How to prove using Leibniz formula that the determinant of a upper triangular matrix is equal to product of its diagonals?

Question

Let F be a field, and n a positive integer. Using the Leibniz formula for the determinant, prove that the determinant of an upper triangular matrix $U ∈ F^{n×n}$ or a lower triangular matrix $L ∈ F^{n×n}$ is equal to the product of its diagonal entries.

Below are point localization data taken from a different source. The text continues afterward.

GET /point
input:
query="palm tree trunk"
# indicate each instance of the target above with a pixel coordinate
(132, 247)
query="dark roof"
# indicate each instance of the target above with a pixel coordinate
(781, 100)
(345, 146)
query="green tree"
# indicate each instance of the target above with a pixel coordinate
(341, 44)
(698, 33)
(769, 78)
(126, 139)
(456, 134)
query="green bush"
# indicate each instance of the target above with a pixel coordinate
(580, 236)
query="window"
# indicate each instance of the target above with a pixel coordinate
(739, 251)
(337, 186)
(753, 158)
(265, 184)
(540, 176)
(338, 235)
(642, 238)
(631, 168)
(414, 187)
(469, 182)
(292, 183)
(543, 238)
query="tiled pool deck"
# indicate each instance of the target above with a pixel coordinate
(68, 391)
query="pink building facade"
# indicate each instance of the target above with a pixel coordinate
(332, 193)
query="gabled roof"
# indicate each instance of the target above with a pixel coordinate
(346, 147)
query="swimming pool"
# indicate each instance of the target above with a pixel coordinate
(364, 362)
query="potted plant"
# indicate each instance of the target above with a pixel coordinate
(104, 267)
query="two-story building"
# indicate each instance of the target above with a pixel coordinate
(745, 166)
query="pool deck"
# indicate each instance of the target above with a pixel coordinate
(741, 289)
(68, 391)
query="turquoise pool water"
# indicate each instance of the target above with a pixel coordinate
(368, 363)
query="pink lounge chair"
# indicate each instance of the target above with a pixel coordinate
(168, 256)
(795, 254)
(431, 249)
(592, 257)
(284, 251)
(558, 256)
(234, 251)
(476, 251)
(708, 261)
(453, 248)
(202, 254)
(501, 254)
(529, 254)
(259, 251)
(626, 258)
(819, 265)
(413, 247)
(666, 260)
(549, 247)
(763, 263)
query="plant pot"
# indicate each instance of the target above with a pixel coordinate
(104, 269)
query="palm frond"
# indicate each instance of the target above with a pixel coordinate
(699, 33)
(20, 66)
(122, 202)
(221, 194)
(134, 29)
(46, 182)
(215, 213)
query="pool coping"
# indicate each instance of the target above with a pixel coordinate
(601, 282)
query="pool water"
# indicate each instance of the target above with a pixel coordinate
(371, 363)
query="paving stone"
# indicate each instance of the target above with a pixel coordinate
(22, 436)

So I'm sort of confused as to what to do? I was going to create an arbitrary matrix and then show by cofactor expansion what the determinant was equal to and then start again with an arbitrary matrix and then create a triangle in bottom left or upper right of the matrix. Then take a product of the diagonal but I'm unsure how to create this triangle? Any thoughts as to how to prove this?

Answer 1

Essentially the idea is to show that only the identity permutation can produce a nonzero product.

To see this, let $\sigma$ be a nonidentity permutation. Then there must be some $k$ with $\sigma(k)<k$. But then the product $\prod_{i=1}^na_{i\sigma(i)}$ contains $a_{k\sigma(k)}$ which lies below the diagonal and hence the product is zero.

Then the determinant is necessarily the product of the diagonal entries (corresponding to the identity permutation) as you desire.

Edit: this is for upper triangular matrices. For lower triangular matrix either use the transpose or adjust the argument accordingly.

Answer 2

Notice that if $n = 1$, then the determinant of an upper triangular matrix is indeed the product of its (only) diagonal entry.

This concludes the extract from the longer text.